It is no secret that the U.S. healthcare industry is a highly complex ecosystem, with payers, providers, PBMs and technology and services providers catering to vast swaths of mid/back office processes such as billing, claims, appeals, provider credentialing, re-imbursements and CMS reporting.
In this $3.5T industry, nearly 15% is consumed by these administrative tasks. Furthermore, of the 85% of healthcare spending that is associated with the actual costs of care, nearly 10% of that is wasted due to inefficiencies in late/inaccurate treatment authorizations, inaccurate coding, mis-diagnoses that result in over $300B per year in insurance denials.
At the root of this waste is the fundamental structure of healthcare activity, whereby physician diagnosis and treatment is largely delivered, and then validated, accounted for, and paid for/reimbursed by a increasingly complex mix of commercial payors, employers, individuals and/or the government. Furthermore, all of this activity is constrained by a dizzying matrix of coverages, plans, deductibles, and patient payments. And lastly, adding to this complexity, these rules, options, along with developments in medicine and treatment, are in a state of constant flux.
The traditional approach by the industry to navigate this mid and back office complexity is to throw people at the problem, with business process outsourcers, clearinghouses, billing departments, collections agencies, claims departments all trying reconcile patient treatment regimens and costs against approved and accepted treatments. Despite this, over- and under-payments/ reimbursements very frequently occur, and the healthcare provider is typically left holding the bag and trying to get proper credit for their services, equipment and drugs. They often pay the price in revenue realization, DSO and cash management, which for smaller ambulatory providers and physician practices, can be the kiss of death.
Now with advances in artificial intelligence (AI) and machine learning (ML), it is possible to create a new model, one that prospectively, gives providers revenue intelligence and assurance to lower claim denials, increase payment accuracy and timeliness. This is achieved by sifting and mining through clinical, financial and claims data to give providers relevant and accurate recommendations on billing codes, prior authorizations, and clinical data submissions to payors – all resulting in a smoother activity flow from treatment to payment, with fewer loops of re-conciliation and re-submission.

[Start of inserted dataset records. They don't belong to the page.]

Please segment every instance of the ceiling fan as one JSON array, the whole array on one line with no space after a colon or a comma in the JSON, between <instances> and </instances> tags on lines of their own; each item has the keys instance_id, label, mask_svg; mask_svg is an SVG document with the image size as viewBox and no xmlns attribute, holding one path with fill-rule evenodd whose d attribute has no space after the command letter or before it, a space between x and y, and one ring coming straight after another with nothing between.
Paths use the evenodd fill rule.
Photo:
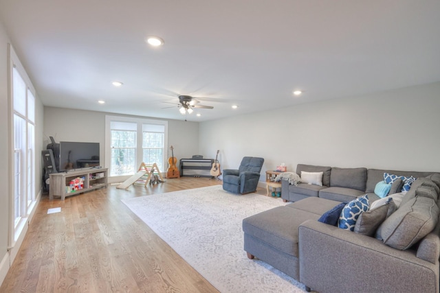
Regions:
<instances>
[{"instance_id":1,"label":"ceiling fan","mask_svg":"<svg viewBox=\"0 0 440 293\"><path fill-rule=\"evenodd\" d=\"M181 114L185 115L187 113L188 114L191 114L193 112L192 108L201 108L201 109L213 109L214 107L212 106L204 106L204 105L198 105L200 101L195 99L190 95L182 95L179 96L179 103L177 106L179 108L179 111ZM169 103L167 102L164 102L164 103ZM174 103L171 103L174 104Z\"/></svg>"}]
</instances>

Glide Health (www.glide.health) is leading the way in this massive digital transformation in the healthcare mid and back office, with its AI-ML solutions for intelligent revenue operations, AR forecasting and financially personalized care. Glide Intelligent solutions help level the playing field for providers, enabling them to run more financially efficient practices, focus on the delivery of care to patients and support the overall healthcare industry objective of better patient outcomes and lower cost of care.
This mission of Glide is what drew me to the opportunity to lead it during this highly disruptive and transformative time in the healthcare industry. With the COVID-19 pandemic raging, requirements for greater price transparency and data interoperability across the healthcare value chain, all the industry participants are under immense pressure to make the overall healthcare experience much better for the most important participant of all: the patient.
Along with my co-founders and industry veterans, Bhupesh Bajaj and Dan Lodder, we’re building an organization to bring the immense power of AI and ML to these critical challenges in healthcare, an industry we are all so highly dependent on as a society.